This article is republished with permission from TreppTalk.
According to Commercial Property Executive, overall real estate investment trust (REIT) acquisitions dwindled throughout 2016 while dispositions surged. Acquisitions for equity REITs were down 35 percent year over year, totaling $63.6 billion in 2016. The fourth-quarter volume was the lowest quarterly total since the second quarter of 2010, at just $7.9 billion. On the other hand, dispositions soared to a total of $52.2 billion in 2016, which is a 31 percent year-over-year increase and also “the highest annual figure in industry history.” The sky-high disposition volume caused the net acquisition level to plunge to just $11.4 billion last year, compared with $57.4 billion in 2015. It appears that many REITs are “taking advantage of the high prices to shed noncore assets in primary markets,” particularly apartment and office REITs, which lead overall disposition activity.
Health care and retail REITs posted the highest gross acquisitions in 2016, as health care REITs acquired $9.4 billion and retail acquired $11.4 billion. Both amounts are still significantly down from $22.3 billion and $19.8 billion in 2015, respectively. Almost every major REIT property sector acquired less in 2016, with the exception of single-family homes and data centers. Single-family homes acquired $6.2 billion (a steep increase from $700 million in 2015) and data centers posted $5.2 billion compared with $2.7 billion the year prior.
National Real Estate Investor recounts that since stock prices for most public REITs fell below net asset values in the second half of 2016, the drop in mergers and acquisitions activity “was a function of REITs lacking sufficient capital and stock price valuations to carry out some of the transactions.” Dispositions were contrarily driven by the record-high prices in core markets, and global investors deploying large amounts of capital to the United States.

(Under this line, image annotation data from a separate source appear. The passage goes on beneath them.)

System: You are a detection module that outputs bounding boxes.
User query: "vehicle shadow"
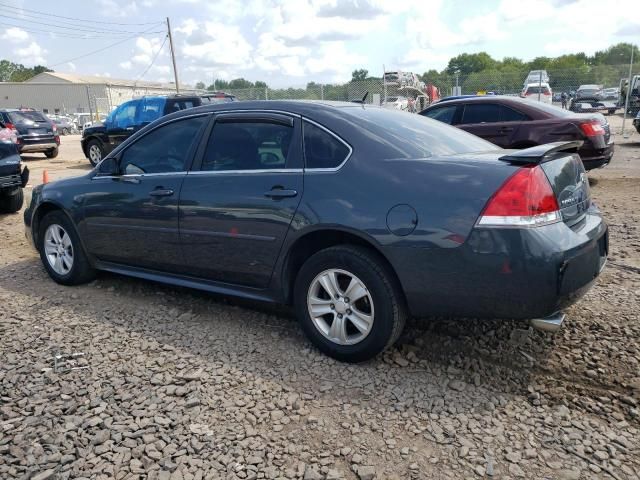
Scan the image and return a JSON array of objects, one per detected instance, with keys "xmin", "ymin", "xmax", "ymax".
[{"xmin": 0, "ymin": 257, "xmax": 554, "ymax": 413}]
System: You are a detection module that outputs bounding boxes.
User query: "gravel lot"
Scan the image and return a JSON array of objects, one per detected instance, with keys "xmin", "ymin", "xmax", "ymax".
[{"xmin": 0, "ymin": 117, "xmax": 640, "ymax": 480}]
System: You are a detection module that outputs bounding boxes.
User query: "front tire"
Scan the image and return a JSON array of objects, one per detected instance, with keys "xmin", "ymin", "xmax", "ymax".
[
  {"xmin": 38, "ymin": 211, "xmax": 96, "ymax": 285},
  {"xmin": 294, "ymin": 245, "xmax": 406, "ymax": 363},
  {"xmin": 0, "ymin": 188, "xmax": 24, "ymax": 213},
  {"xmin": 87, "ymin": 140, "xmax": 104, "ymax": 167}
]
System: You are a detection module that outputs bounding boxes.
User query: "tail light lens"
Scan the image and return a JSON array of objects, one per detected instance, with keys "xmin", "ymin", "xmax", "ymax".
[
  {"xmin": 580, "ymin": 120, "xmax": 605, "ymax": 137},
  {"xmin": 477, "ymin": 165, "xmax": 562, "ymax": 228}
]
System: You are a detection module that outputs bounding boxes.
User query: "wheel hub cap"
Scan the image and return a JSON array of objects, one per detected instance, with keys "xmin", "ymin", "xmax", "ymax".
[{"xmin": 307, "ymin": 269, "xmax": 374, "ymax": 345}]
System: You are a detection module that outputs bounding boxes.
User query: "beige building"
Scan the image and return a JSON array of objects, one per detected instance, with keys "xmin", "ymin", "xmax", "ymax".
[{"xmin": 0, "ymin": 72, "xmax": 197, "ymax": 118}]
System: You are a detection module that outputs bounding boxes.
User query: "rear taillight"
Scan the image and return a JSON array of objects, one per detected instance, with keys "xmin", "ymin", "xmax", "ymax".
[
  {"xmin": 580, "ymin": 120, "xmax": 605, "ymax": 137},
  {"xmin": 477, "ymin": 165, "xmax": 561, "ymax": 227}
]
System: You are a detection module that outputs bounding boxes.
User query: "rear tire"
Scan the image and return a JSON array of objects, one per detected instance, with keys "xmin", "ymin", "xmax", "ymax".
[
  {"xmin": 0, "ymin": 188, "xmax": 24, "ymax": 213},
  {"xmin": 38, "ymin": 210, "xmax": 96, "ymax": 285},
  {"xmin": 294, "ymin": 245, "xmax": 407, "ymax": 363}
]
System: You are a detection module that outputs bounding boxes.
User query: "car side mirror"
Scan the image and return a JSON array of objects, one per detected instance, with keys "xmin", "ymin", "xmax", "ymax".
[{"xmin": 98, "ymin": 157, "xmax": 120, "ymax": 176}]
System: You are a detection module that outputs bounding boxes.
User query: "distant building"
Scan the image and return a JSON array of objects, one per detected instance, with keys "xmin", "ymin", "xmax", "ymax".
[{"xmin": 0, "ymin": 72, "xmax": 197, "ymax": 114}]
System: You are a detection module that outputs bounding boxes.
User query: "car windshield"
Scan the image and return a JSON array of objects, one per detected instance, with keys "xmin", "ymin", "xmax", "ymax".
[
  {"xmin": 9, "ymin": 112, "xmax": 47, "ymax": 125},
  {"xmin": 358, "ymin": 108, "xmax": 500, "ymax": 158}
]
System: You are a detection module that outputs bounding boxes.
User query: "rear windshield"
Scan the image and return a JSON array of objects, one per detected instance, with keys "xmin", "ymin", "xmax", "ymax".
[
  {"xmin": 357, "ymin": 108, "xmax": 500, "ymax": 158},
  {"xmin": 9, "ymin": 112, "xmax": 48, "ymax": 125},
  {"xmin": 527, "ymin": 87, "xmax": 550, "ymax": 95}
]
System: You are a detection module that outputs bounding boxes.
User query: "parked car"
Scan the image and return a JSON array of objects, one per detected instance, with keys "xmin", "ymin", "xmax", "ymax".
[
  {"xmin": 420, "ymin": 96, "xmax": 614, "ymax": 170},
  {"xmin": 24, "ymin": 101, "xmax": 608, "ymax": 362},
  {"xmin": 520, "ymin": 83, "xmax": 553, "ymax": 104},
  {"xmin": 382, "ymin": 96, "xmax": 409, "ymax": 111},
  {"xmin": 524, "ymin": 70, "xmax": 549, "ymax": 87},
  {"xmin": 0, "ymin": 109, "xmax": 60, "ymax": 158},
  {"xmin": 49, "ymin": 117, "xmax": 76, "ymax": 135},
  {"xmin": 81, "ymin": 95, "xmax": 202, "ymax": 165},
  {"xmin": 0, "ymin": 136, "xmax": 29, "ymax": 213}
]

On the positive side, the fundamentals for REIT returns remain healthy. The FTSE/NAREIT All REIT Index posted a 4.2 percent total return in February, which was slightly above the S&P 500’s 4.0 percent. However, investors can continue to expect decelerated REIT acquisition activity in 2017, as the underlying market trends of high pricing, rising interest rates, and tighter lending are here to stay for the year ahead.